Learning Scala - Week 3: Webdevelopment
Another week with Scala. After ditching the Coursera course I just started working a bit with the language and building some smaller applications. I looked at Scalatra and Play, deployed a test application and finally uninstalled Eclipse. Let us talk about web applications.
Naturally I am most interested in anything web related. It is my job, I enjoy doing it and it is the area where I am most likely to use a new programming language, framework or technology. So how does Scala compare to what I am currently using - Django, Node.js and Golang?
Deploying Scala is pretty easy. Just throw it at a servlet container or embed Jetty and start your war file using
java. Pretty simple. Compiled, one file, all the joy of Golang - a pleasure compared to Django - with more and better third party libraries than Go but not with the same development speed. This is highly unscientific and only based on my experience but compared to Golang the learning curve feels a lot steeper and I have to open the API reference or Google more often.
I did not run any benchmarks and if I did, we all know they would likely be wrong. If we stick with TechEmpower for framework and performance comparisons we can say that Scala and Go are, especially using a framework, both a solid choice if you need to write performant services. But judging from the adoption of Scala it will likely be a lot easier to find developers who already have experience deploying Scala applications to production and knowing how the language and tools behave if you throw more than 5 requests / second at it.

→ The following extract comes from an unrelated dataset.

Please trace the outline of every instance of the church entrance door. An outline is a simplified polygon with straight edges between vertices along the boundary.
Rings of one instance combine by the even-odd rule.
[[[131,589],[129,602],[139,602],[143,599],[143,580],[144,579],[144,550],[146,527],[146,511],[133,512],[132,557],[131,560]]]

As some of you could know, I am a fan of Golang. But if you are operating on a tight deadline, have a team who has to work on the codebase and if the Go standard library is not enough to get the job done I would currently suggest you take a look at Scala. Compared to Go it is ready for its prime time. Libraries are just more stable, tested and well maintained, often thanks to the fact that you can "just" use a Java library. I know, bad practice and stuff, but sometimes shipping is more important than writing yet another ORM.